Scotland includes Madeira, Azores in ‘safe travel corridor’

  • Lusa
  • 2 October 2020

Scotland will stop forcing people arriving from the Portuguese islands to go into quarantine for 14 days.

Scotland will stop forcing people arriving from Madeira and the Azores to go into quarantine for 14 days, but maintains the measure on mainland Portugal, the authorities announced.

The measure will apply from 04:00 on Saturday and will align Scotland with the other nations of the United Kingdom, namely England, Wales and Northern Ireland, which had already differentiated the Portuguese islands from the mainland in terms of travel restrictions.

In the meantime, all the different regions of the UK have decided this week to exclude Poland, Turkey and the Dutch Antilles islands of Bonaire, Saint Eustatius and Saba from the list of safe destinations, so that travellers arriving there will have to be quarantined on Saturday.

Offenders incur fines of up to £10,000 (€11,000).

The Scottish authorities had decreed that people arriving from Portugal and the islands must be quarantined on 5 September.

Wales was the first British region to differentiate between Madeira and the Azores, where the number of infections has been reduced, and mainland Portugal, where there has been an increase in cases.

The British government has mirrored this approach since 12 September, claiming that more detailed information allowed the islands to be assessed separately from the mainland and started to set up “regional travel corridors”.

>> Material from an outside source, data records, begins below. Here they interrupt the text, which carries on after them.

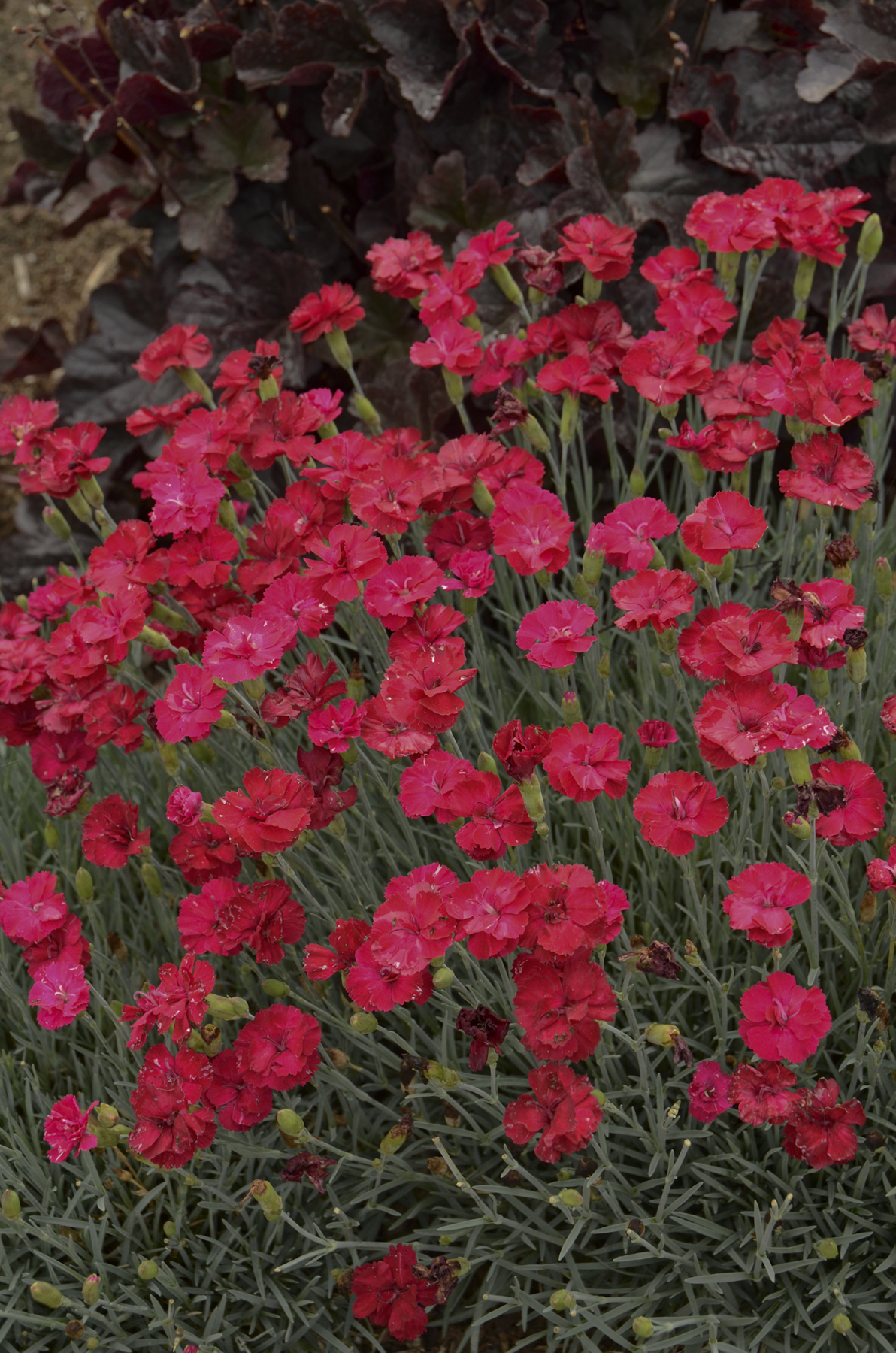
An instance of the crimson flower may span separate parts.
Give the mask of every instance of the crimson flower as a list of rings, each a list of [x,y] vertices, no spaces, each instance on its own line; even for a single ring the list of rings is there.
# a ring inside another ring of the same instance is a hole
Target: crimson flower
[[[206,367],[211,352],[211,344],[199,333],[199,325],[173,325],[143,348],[134,371],[141,380],[154,386],[172,367]]]
[[[191,1026],[199,1024],[206,1016],[206,996],[214,990],[215,970],[202,958],[187,955],[175,963],[162,963],[158,969],[158,986],[135,992],[135,1005],[122,1007],[122,1020],[133,1024],[127,1046],[142,1047],[152,1028],[160,1034],[171,1031],[175,1043],[189,1038]]]
[[[796,442],[792,457],[796,468],[778,471],[785,498],[858,511],[872,497],[874,461],[858,446],[846,446],[835,432]]]
[[[395,1339],[418,1339],[426,1329],[425,1306],[434,1306],[437,1287],[414,1276],[417,1253],[410,1245],[390,1245],[384,1260],[360,1264],[352,1272],[353,1315],[384,1325]]]
[[[475,330],[456,319],[440,319],[425,342],[410,345],[410,360],[417,367],[441,365],[455,376],[472,376],[482,360],[482,348]]]
[[[543,958],[568,958],[609,944],[623,928],[625,892],[606,879],[596,882],[585,865],[536,865],[522,878],[529,917],[521,948],[541,950]]]
[[[89,1001],[91,989],[84,981],[84,969],[70,958],[42,963],[34,974],[28,1005],[38,1007],[41,1028],[64,1028],[87,1009]]]
[[[697,352],[697,341],[690,334],[651,330],[632,344],[619,373],[627,386],[662,407],[705,390],[712,364]]]
[[[647,568],[656,553],[654,541],[678,529],[678,518],[659,498],[632,498],[604,518],[606,563],[613,568]]]
[[[723,490],[704,498],[681,524],[686,549],[707,564],[720,564],[730,549],[755,549],[767,529],[762,507],[743,494]]]
[[[597,635],[586,635],[593,624],[590,606],[577,601],[545,601],[522,617],[517,645],[539,667],[571,667],[579,653],[597,643]]]
[[[127,1145],[161,1169],[179,1169],[215,1138],[215,1111],[202,1104],[212,1078],[211,1059],[189,1049],[169,1053],[156,1043],[137,1073],[131,1108],[137,1123]]]
[[[528,905],[525,882],[503,869],[476,870],[445,902],[448,915],[459,921],[457,939],[467,940],[474,958],[512,954],[527,927]]]
[[[712,281],[689,279],[656,307],[656,322],[670,334],[692,334],[697,342],[720,342],[731,329],[738,307]]]
[[[93,804],[81,832],[85,858],[107,869],[123,869],[131,855],[142,855],[149,846],[149,827],[137,831],[138,813],[137,804],[126,804],[120,794]]]
[[[0,930],[14,944],[35,944],[69,915],[57,877],[38,870],[0,893]]]
[[[43,1120],[43,1141],[50,1147],[46,1153],[47,1160],[58,1165],[60,1161],[66,1161],[72,1154],[80,1155],[81,1151],[93,1150],[96,1137],[93,1132],[88,1132],[87,1120],[97,1104],[99,1100],[93,1100],[85,1109],[81,1109],[74,1095],[66,1095],[55,1101]]]
[[[628,786],[632,763],[620,760],[623,735],[610,724],[573,724],[555,728],[551,750],[544,758],[551,787],[577,804],[589,802],[598,794],[621,798]]]
[[[321,1062],[321,1026],[292,1005],[271,1005],[244,1024],[233,1045],[246,1085],[291,1091],[307,1085]]]
[[[600,1020],[616,1015],[616,996],[600,963],[581,953],[562,963],[525,954],[514,962],[513,978],[522,1046],[541,1061],[590,1057],[601,1040]]]
[[[842,808],[819,813],[815,831],[831,846],[854,846],[869,842],[884,827],[887,792],[865,762],[820,762],[812,767],[815,779],[838,785],[843,790]]]
[[[601,281],[619,281],[632,267],[635,231],[614,226],[606,216],[579,216],[560,230],[560,258],[581,262]]]
[[[214,1109],[226,1131],[248,1132],[273,1108],[273,1092],[267,1085],[246,1085],[237,1050],[222,1047],[212,1058],[211,1082],[203,1091],[202,1103]]]
[[[555,574],[568,563],[573,521],[547,488],[516,480],[495,498],[490,525],[495,555],[524,578],[543,568]]]
[[[391,1011],[407,1001],[424,1005],[432,996],[433,981],[428,967],[402,973],[391,963],[382,963],[364,943],[345,974],[345,990],[363,1011]]]
[[[855,1127],[865,1123],[865,1109],[858,1100],[839,1104],[839,1096],[836,1081],[822,1078],[811,1091],[797,1095],[784,1128],[784,1150],[813,1170],[843,1165],[858,1150]]]
[[[731,1108],[731,1077],[719,1062],[697,1062],[688,1086],[688,1108],[698,1123],[712,1123]]]
[[[311,820],[314,789],[305,775],[253,766],[238,789],[215,800],[212,813],[240,850],[276,854],[295,844]]]
[[[326,948],[323,944],[306,944],[305,971],[307,977],[313,982],[323,982],[336,973],[346,971],[369,932],[368,921],[355,917],[338,920],[328,936],[333,948]]]
[[[334,329],[353,329],[363,318],[364,308],[348,283],[334,281],[299,302],[290,315],[290,329],[302,334],[303,342],[314,342]]]
[[[812,879],[786,865],[750,865],[728,879],[721,908],[732,930],[765,948],[780,948],[793,936],[789,907],[808,901]]]
[[[455,1028],[459,1034],[467,1034],[470,1043],[470,1070],[482,1072],[489,1061],[489,1050],[494,1049],[501,1054],[501,1045],[510,1031],[510,1020],[501,1019],[487,1005],[476,1005],[475,1009],[457,1011]]]
[[[654,775],[635,796],[632,812],[651,846],[686,855],[694,836],[713,836],[728,821],[728,802],[697,771]]]
[[[790,973],[769,973],[740,997],[740,1038],[767,1062],[804,1062],[831,1027],[820,986],[800,986]]]
[[[577,1076],[559,1062],[536,1066],[529,1085],[533,1093],[521,1095],[503,1111],[503,1130],[518,1146],[541,1132],[535,1154],[554,1165],[587,1143],[604,1111],[587,1076]]]
[[[491,741],[491,751],[510,779],[517,783],[532,778],[536,766],[541,764],[550,747],[550,733],[545,733],[537,724],[529,724],[524,728],[518,718],[512,718],[509,724],[499,728]]]
[[[697,579],[681,568],[642,568],[610,587],[610,597],[625,614],[613,621],[617,629],[652,625],[658,635],[675,629],[678,616],[692,610]]]
[[[443,252],[425,230],[411,230],[406,239],[390,235],[367,250],[374,291],[386,291],[399,300],[413,300],[444,268]]]
[[[742,1123],[786,1123],[793,1104],[796,1074],[780,1062],[740,1062],[731,1077],[731,1100]]]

One of the main criteria for exclusion from the list of safe destinations is when the country registers more than 20 cases per 100,000 inhabitants over a week.

This week’s update of the list of countries and territories with ‘travel corridors’ for the United Kingdom, i.e. exempt from quarantine on arrival, leaves the British with only six destinations without travel restrictions as most, including Madeira and the Azores, require negative tests or a period of confinement.

These destinations are Italy, Greece, Sweden, Germany, Gibraltar and San Marino.